Giuliani defended himself by claiming that “no money was mentioned, no quid pro quo,” in the call between Trump and the Ukranian president. Let’s see if that’s true. But more important, Giuliani — a former mob prosecutor — surely knows that most crimes don’t happen so explicitly. In 16 years of listening to criminals on wiretaps, I rarely heard anyone say, “If you don’t give me X, I will do Y.” That’s not how mafia bosses work. They make a “request” and others follow up with the demand. The law is very clear that a quid pro quo need not be explicit for a crime to have taken place. It can be inferred from the facts as a whole.

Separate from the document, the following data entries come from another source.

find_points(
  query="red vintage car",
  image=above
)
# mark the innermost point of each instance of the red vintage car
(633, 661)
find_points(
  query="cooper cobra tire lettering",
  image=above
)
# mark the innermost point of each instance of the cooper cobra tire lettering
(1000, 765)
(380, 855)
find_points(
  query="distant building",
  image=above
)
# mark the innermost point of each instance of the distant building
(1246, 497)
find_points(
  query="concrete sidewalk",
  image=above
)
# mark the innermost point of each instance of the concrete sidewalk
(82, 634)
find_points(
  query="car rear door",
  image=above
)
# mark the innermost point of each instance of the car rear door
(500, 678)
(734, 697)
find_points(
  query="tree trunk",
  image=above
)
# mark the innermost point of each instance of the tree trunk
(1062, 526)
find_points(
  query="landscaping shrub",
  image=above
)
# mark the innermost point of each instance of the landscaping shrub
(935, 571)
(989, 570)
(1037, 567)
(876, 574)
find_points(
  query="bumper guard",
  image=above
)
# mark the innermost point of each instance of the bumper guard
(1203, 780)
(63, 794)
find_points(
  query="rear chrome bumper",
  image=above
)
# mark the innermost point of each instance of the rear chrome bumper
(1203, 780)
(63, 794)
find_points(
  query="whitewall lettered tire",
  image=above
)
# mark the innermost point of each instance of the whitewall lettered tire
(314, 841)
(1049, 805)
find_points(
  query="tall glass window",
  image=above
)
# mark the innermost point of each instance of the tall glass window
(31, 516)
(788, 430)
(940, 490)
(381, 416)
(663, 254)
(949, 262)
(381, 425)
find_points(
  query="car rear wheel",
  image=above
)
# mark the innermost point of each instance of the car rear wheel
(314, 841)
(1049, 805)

Even if there was no quid pro quo (no withholding of military aid, in this case), Giuliani was clearly acting on behalf of Trump’s campaign in seeking to persuade Ukraine to “investigate” the Bidens. Federal law prohibits a foreign national from directly or indirectly making a “contribution or donation of money or other thing of value” in connection with a U.S. election, and prohibits a person from soliciting, accepting or receiving such a contribution or donation from a foreign national. Damaging information about a political opponent could fit within this definition, meaning Trump and Giuliani solicited an illegal “thing of value” from a foreign national in connection with an election.